2), for township, town and county or county-level city of the same name when, deposit its constraint condition.Such as in level Four address model (a) and six grades of address models (a), there is township, town and county or county-level city situation of the same name.As address " Fujian Longyan Changting and level road ", " Changting " now will be labeled in the rank of township level address, in fact it is a county under " Longyan ", i.e. " Changting County ", instead of " Changting town " under " Hailin City, Mudanjiang City of Heilongjiang Province ", therefore also will judge according to constraint condition, constraint condition is: " Changting → Longyan ", and this constraint condition represents that " Changting " is a county under " Longyan ".

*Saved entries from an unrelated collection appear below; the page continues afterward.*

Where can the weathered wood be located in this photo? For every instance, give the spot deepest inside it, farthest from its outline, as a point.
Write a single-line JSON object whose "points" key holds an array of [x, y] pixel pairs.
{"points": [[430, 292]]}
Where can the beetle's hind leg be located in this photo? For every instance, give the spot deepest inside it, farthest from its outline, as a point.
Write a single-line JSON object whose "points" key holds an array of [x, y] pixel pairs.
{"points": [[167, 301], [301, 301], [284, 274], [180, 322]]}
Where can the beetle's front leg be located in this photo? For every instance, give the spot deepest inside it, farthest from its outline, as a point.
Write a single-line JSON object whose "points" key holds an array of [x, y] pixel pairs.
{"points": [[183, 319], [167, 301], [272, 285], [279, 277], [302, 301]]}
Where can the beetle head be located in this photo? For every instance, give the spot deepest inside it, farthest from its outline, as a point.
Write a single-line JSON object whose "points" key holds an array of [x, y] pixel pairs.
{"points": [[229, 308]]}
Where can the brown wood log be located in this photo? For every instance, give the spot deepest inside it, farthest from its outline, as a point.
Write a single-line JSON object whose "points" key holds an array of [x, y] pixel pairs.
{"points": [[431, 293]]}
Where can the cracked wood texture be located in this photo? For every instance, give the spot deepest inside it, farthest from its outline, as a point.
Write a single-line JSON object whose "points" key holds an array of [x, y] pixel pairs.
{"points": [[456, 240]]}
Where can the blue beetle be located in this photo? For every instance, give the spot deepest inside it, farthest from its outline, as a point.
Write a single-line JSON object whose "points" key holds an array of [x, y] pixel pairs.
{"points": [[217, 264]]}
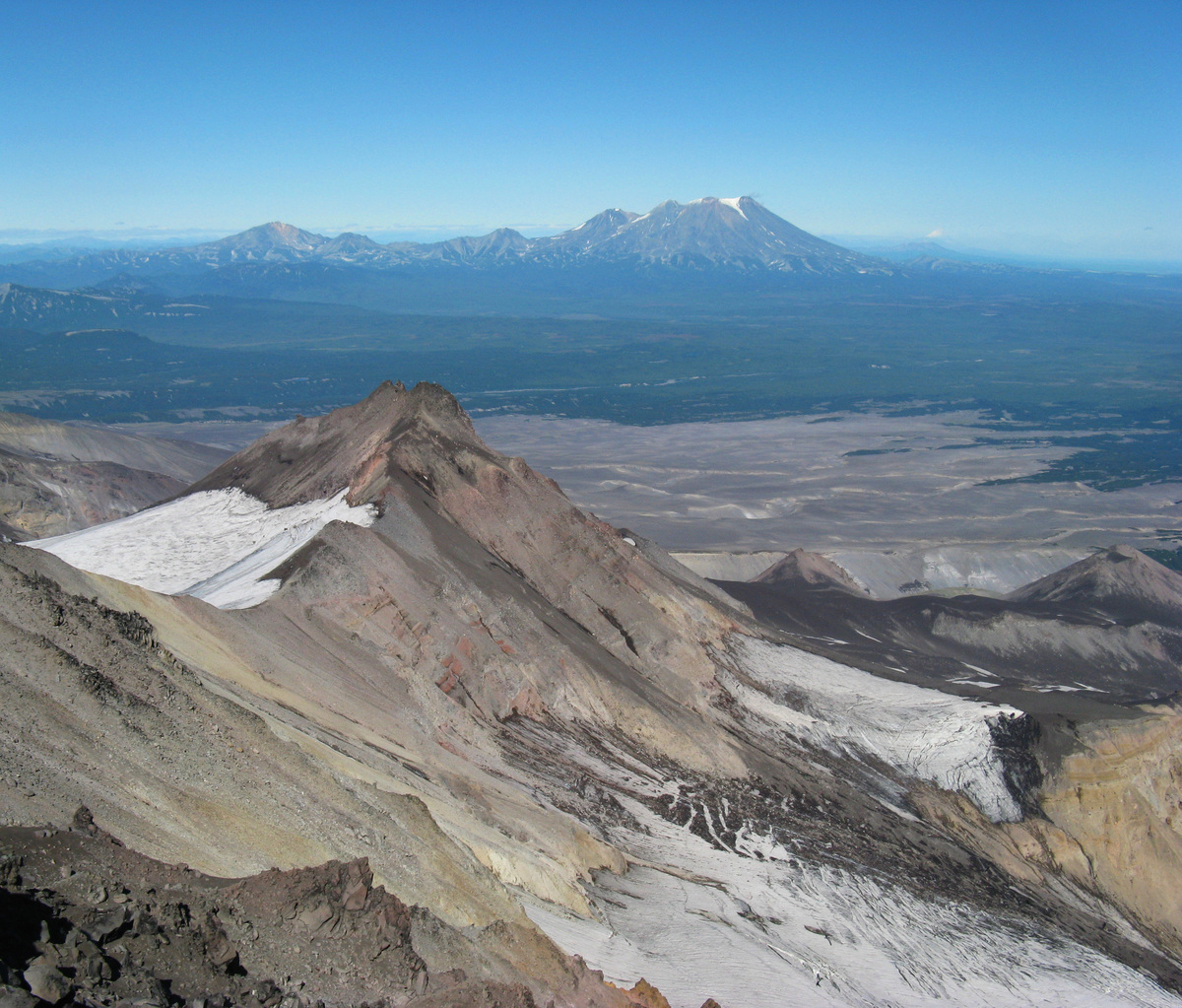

By address metadata correction dictionary 230, described correcting module 350 judges that whether the address set of metadata of maximum weight is consistent, namely whether meet constraint condition.If inconsistent, namely do not meet constraint condition, then selected optimal result existing problems are described, the mark of the address set of metadata to described maximum weight is revised by described correcting module 350; Generate revised address set of metadata and export to described Address Standardization module.
For example the realization of another preferred embodiment bright.In another preferred embodiment of the present invention, for " table 1, four-stage grading address model (a) ", the desirable following original state value of Pi and A:
Pi={0.05,0.45,0.25,0.15,0.1};
A={{0.05,0.45,0.25,0.15,0.10},
{0.05,0.23,0.45,0.17,0.10},
{0.05,0.18,0.25,0.30,0.22},
{0.05,0.35,0.05,0.05,0.50},
{0.05,0.30,0.15,0.05,0.45}};
Address as user's input is " Xin Fa township, Heihe In The Heilongjiang River Wudalianchi ", and through the process of address cutting module 310, address labeling module 320 and weights module 330, mark and the weights situation of known Input Address are as follows:
1), " Heilungkiang (1) Heihe (2) Wudalianchi (4) Xin Fa township (4) " P=0.0200475;
2), " Heilungkiang (1) Heihe (2) Wudalianchi (2) Xin Fa township (4) " P=0.0111375;
3), " Heilungkiang (1) Heihe (4) Wudalianchi (4) Xin Fa township (4) " P=0.0091125;
4), " Heilungkiang (1) Heihe (4) Wudalianchi (2) Xin Fa township (4) " P=0.001485.
At this time export the set of metadata of maximum weight: " Heilungkiang (1) Heihe (2) Wudalianchi (4) Xin Fa township (4) ".Described correcting module utilizes the address metadata correction dictionary 230 in address metadata dictionary 200, judge known to the set of metadata of described maximum weight, " Heihe (2) Wudalianchi (4) " and constraint condition " Wudalianchi → Heihe City " are inconsistent.Now, the mark of the address set of metadata " Heilungkiang (1) Heihe (2) Wudalianchi (4) Xin Fa township (4) " to described maximum weight is revised by correcting module; Generate revised address set of metadata " Heilungkiang (1) Heihe (2) Wudalianchi (2) Xin Fa township (4) ", and export to described Address Standardization module.